Last time on Kolmogorov and Friends...

So you know that KC is a measure of how well a given sequence can be compressed, and thus how regular it is. KC is just the length of the shortest algorithm that would do the job, given a certain language. We typically use a UTM so that we don't hide our complexity in the description of the machine itself. But what if we want to know how the sequence continues?

This is where Solomonoff Induction comes into play.

(As always, if you need to get some math done, get a bunch of Russians. If you need to build it, ask the Germans. (We'll come to Marcus Hutter and AIXI soon.) But waitaminute... Ray Solomonoff? Out of Cleveland, Ohio? Dude isn't even an authentic Russian! So disappointing.)

Sequence Prediction

Obviously there's never a unique way to continue a sequence. Look at this one: "1, 2, 4, 8, 16, X". What's X? "32", you might say, "because it doubles every time". False, I say. It's 31. Because it's the maximal number of regions obtained by joining n points around a circle by straight lines. Or any other number because there are infinitely many polynomials f(x) with f(1) = 1, f(2) = 2 and so on, that have any arbitrary value f(X) you want.

(Which is why I hated these kinds of questions as a child. I knew that I could find a number for whatever I wanted, so who's to say that I'm wrong? I just had a different rule in mind. Obviously I did not understand Occam's Razor when I was 10.)

So there are many different algorithms that continue a sequence, but we don't want to know what's possible, but what's probable. Which value will X have most likely? After all, the Online Encyclopedia of Integer Sequences has over 500 matches for our sequence. Which is the best? Well, it's probably the simplest. If only we had a way to judge the complexity of an algorithm...

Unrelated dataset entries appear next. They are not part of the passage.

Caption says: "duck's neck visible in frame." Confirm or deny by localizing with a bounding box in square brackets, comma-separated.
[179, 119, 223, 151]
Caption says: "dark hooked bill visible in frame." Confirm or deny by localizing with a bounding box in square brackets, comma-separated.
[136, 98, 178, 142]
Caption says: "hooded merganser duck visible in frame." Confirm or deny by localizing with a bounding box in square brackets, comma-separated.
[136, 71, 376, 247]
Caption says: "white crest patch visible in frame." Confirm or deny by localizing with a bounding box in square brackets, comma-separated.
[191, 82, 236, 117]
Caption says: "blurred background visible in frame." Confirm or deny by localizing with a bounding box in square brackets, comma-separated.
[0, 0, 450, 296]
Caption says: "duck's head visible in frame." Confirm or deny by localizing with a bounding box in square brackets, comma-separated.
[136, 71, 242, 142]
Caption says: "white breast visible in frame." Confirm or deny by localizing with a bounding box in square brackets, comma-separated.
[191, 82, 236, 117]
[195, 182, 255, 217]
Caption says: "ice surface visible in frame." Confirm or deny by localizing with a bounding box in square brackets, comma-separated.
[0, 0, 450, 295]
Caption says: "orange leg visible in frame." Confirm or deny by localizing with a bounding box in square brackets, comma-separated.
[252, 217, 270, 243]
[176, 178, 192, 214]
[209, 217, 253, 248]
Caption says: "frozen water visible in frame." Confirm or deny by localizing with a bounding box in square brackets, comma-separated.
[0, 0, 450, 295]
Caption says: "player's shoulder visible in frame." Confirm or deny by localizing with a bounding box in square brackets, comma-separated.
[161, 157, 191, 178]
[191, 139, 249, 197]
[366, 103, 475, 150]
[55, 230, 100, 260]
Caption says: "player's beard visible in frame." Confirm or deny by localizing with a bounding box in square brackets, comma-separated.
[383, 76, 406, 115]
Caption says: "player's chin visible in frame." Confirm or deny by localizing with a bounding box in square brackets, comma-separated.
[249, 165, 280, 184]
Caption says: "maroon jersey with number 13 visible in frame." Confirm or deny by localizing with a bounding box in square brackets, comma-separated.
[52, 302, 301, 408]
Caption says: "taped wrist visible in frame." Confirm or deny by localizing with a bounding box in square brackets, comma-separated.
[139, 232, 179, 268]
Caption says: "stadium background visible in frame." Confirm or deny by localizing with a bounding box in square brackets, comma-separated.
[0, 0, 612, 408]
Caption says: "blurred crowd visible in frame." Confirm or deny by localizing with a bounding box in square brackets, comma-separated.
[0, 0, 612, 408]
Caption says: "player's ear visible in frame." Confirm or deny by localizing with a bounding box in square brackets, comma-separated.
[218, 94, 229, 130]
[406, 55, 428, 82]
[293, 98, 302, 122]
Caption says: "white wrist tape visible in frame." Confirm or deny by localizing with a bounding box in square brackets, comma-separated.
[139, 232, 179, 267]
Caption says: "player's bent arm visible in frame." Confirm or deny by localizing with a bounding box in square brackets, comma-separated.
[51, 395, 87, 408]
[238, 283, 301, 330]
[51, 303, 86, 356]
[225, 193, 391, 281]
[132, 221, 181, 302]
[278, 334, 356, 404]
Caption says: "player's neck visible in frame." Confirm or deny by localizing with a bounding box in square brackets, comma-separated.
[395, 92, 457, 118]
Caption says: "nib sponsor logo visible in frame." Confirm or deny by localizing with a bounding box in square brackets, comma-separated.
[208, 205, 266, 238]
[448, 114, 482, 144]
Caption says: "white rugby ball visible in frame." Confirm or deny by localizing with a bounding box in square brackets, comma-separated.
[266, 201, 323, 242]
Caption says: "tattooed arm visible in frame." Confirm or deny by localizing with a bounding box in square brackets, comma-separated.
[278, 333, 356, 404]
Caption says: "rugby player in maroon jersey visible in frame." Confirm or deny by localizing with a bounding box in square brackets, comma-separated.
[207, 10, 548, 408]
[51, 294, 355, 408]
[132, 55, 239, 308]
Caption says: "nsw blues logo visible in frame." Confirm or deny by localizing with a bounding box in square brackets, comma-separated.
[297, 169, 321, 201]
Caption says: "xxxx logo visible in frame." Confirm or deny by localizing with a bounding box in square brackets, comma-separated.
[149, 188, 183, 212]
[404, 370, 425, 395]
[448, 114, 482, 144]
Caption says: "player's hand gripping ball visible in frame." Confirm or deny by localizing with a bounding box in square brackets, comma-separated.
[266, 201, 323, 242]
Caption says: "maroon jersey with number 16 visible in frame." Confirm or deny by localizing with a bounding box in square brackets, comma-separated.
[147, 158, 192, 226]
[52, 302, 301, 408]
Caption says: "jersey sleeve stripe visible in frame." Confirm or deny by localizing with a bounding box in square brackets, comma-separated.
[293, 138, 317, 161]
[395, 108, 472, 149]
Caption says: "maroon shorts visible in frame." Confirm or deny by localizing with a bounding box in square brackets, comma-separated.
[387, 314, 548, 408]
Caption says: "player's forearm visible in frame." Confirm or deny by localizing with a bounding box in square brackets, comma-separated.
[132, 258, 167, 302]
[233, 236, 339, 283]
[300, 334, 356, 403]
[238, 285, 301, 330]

Well, we have something that almost looks right - KC. But that measures sequences, not algorithms. Almost the same thing (an algorithm is just is a sequence of instructions for a given machine), but not quite. So we need to modify it slightly.

How good is "optimal"?

Of course, some sequences can be ambiguous, especially very short ones. German usenet (I'm not 60, I swear!) often got math questions like "my teacher asked me to complete this sequence and I said X, but they said I'm wrong" and there was a standard reply to demonstrate how problematic these questions can be:

Which of these animals doesn't belong?

  1. Bee
  2. Zebra
  3. Fly
  4. Wasp

It's obviously the bee - it's the only farm animal. It's obviously the zebra - it's not an insect. It's obviously the fly - it has no stripes. It's obviously the wasp - it's the only predator. You get the idea. Sometimes data just sucks and you have to guess. Acting optimally doesn't mean you always win. It just means that there is no better rule you could've followed that would have done any better. The universe even kills people who did absolutely everything right. Tough luck.